NEW YORK (CNN/Money) -
Pfizer is planning to launch a new drug, possibly by year-end, to treat a rare but deadly form of stomach cancer, that could bring in up to $800 million a year for the world's biggest drugmaker, an industry analyst said Monday.
In addition, Genentech presented some promising data with its cancer drug Avastin at the American Society of Clinical Oncology (ASCO) this weekend, according to another analyst, but two German giants, Schering AG and Merck KGaA, failed to bring forward potential blockbusters.
The new Pfizer (up $0.19 to $28.05, Research) drug, SU11248, would treat patients with gastrointestinal stomach tumors, or GIST. The drug recently completed late-stage testing, Pfizer reported.
"Pfizer is clearly a winner here," said Robert Hazlett, analyst for Suntrust Robinson Humphrey, who has been attending the meeting. "Pfizer is clearly putting their solid foot forward.
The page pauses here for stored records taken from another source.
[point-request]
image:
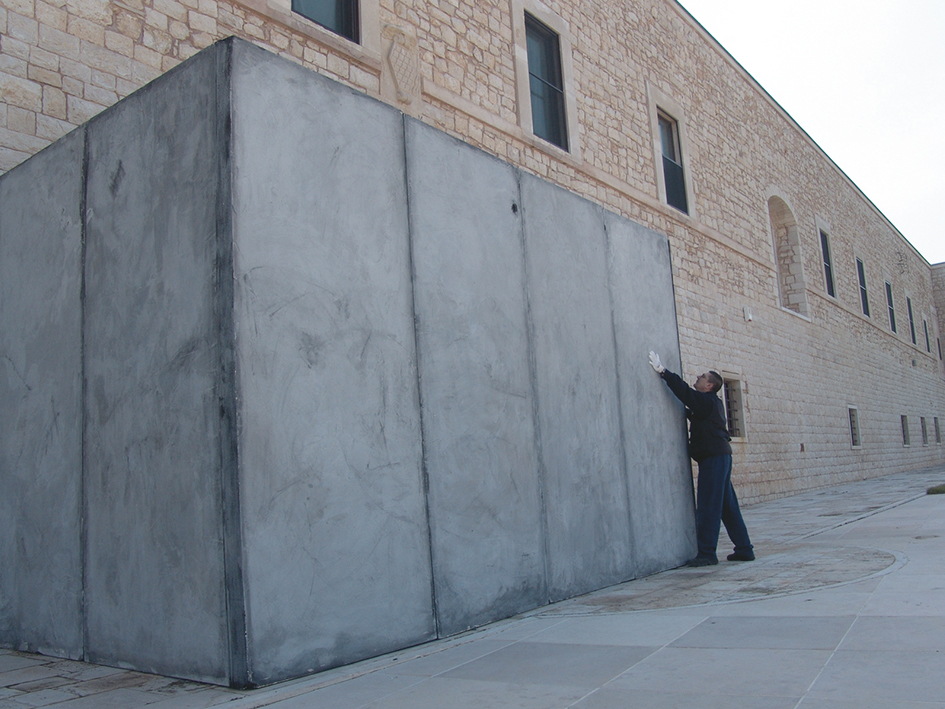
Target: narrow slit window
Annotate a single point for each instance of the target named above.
(734, 409)
(674, 176)
(892, 309)
(828, 264)
(864, 296)
(546, 83)
(338, 16)
(854, 428)
(911, 319)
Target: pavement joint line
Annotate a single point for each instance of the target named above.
(266, 696)
(863, 516)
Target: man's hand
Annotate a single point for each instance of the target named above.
(655, 362)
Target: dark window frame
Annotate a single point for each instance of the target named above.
(856, 440)
(864, 295)
(911, 320)
(828, 264)
(892, 309)
(345, 20)
(546, 82)
(734, 407)
(674, 174)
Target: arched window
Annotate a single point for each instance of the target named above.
(787, 249)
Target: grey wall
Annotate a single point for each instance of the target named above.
(331, 383)
(41, 402)
(336, 545)
(153, 479)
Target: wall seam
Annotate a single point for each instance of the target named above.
(533, 383)
(625, 478)
(83, 402)
(238, 671)
(424, 471)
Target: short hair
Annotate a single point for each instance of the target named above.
(716, 380)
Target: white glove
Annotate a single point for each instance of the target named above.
(655, 362)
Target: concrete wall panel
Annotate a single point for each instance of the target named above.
(479, 434)
(155, 574)
(337, 549)
(585, 488)
(40, 398)
(658, 470)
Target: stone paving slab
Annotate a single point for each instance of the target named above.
(842, 608)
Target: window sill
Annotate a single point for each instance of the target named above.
(367, 54)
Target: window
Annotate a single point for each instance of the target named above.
(673, 175)
(792, 287)
(911, 319)
(892, 309)
(339, 16)
(828, 264)
(546, 83)
(864, 298)
(734, 409)
(854, 427)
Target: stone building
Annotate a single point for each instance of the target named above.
(825, 323)
(789, 280)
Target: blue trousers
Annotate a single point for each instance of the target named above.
(716, 504)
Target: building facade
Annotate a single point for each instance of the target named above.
(824, 321)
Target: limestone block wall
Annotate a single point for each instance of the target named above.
(64, 60)
(294, 388)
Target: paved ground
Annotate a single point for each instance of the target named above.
(844, 608)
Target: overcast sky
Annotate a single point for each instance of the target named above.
(866, 80)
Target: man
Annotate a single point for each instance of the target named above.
(709, 447)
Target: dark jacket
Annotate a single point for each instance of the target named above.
(708, 432)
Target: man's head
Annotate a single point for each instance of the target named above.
(709, 382)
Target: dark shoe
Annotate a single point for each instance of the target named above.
(702, 561)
They've got a good franchise and it's good potential for the next couple years."
Hazlett said Pfizer, the world's biggest drug company, could file its findings on SU11248 to the Food and Drug Administration within the next few weeks and be on the market by the end of this year "in the most optimistic scenario."
Pfizer spokeswoman Susan Bro would not confirm Hazlett's projection that the drug could make up to $800 million and she provided a more conservative estimate for the drug's application and approval timeline.
"Our intent is to file for application with the FDA this year," said Pfizer spokeswoman Susan Bro. "The review could potentially take 12 months. It's quite early to project cost and revenue."
Patients diagnosed with GIST are often prescribed Gleevec, a blockbuster from Swiss company Novartis (down $0.05 to $48.33, Research) that made $1.6 billion last year. But some patients' bodies become immune to Gleevec, rendering the drug ineffective within two years, according to Pfizer.
"After about 24 months Gleevec is no longer effective and the disease progresses," said Bro. Bro said that SU11248 is "able to stop the progression of the tumors and eliminate the cancer in 40 percent of the cases."
The new product, SU11248, "is being developed as a drug that can be used once Gleevec failed," said Hazlett, of Suntrust Robinson Humprey.
SU11248 is also being tested to treat kidney cancer, breast cancer and some forms of tumors, Pfizer said.
Two other companies unveiled new products at the conference this weekend.
Cytos Biotechnology, a Swiss company, unveiled an anti-nicotine injection to help smokers quit the habit. The injection has proved effective in testing in humans, according to Cytos, but the drug still has to go through late stage testing for safety in the general population.
Also, researchers revealed that chemotherapy patients with a certain type of lung cancer who took Avastin, a drug produced by Genentech, took longer to relapse than patients treated with chemotherapy alone. Genentech (down $0.06 to $72.64, Research), a San Francisco company, is majority owned by Swiss giant Roche.
But while "expectations are high" for the drug, it remains unclear how profitable Avastin will be for Genentech, Eric Schmidt, drug analyst at S.G. Cowen, said in an e-mail to CNN/Money.
"Avastin is a great drug long-term, but has to be for [Genentech] to grow into valuation," said Schmidt. Genentech shares trade at 45 times earnings per share for 2006 estimates, compared to 25 times for the biotech industry, said Schmidt.
Schering AG (down $2.59 to $65.21, Research) is "one of the losers" at the ASCO conference, as its data for PTK787, a drug designed to block tumor cells from growing, was "quite disappointing," Schmidt said. Merck KgaA, had some late-stage presentations on colorectal cancer drug Erbitux, "but not enough to change commercial expectations for the drug," said Schmidt.
Merck KgaA, which is not related to Merck & Co., Inc. of Whitehouse Station, N.J., is licensed to market Erbitux outside the U.S. Erbitux was developed by ImClone Systems Inc. (down $0.11 to $33.24, Research), the New York City company that launched the drug last year, totaling sales of $261 million.
Hazlett does not own stock in these companies, but an affiliate of his company has conducted business with at least one of them. Schmidt does not own stock in these companies and his firm does not do banking with them.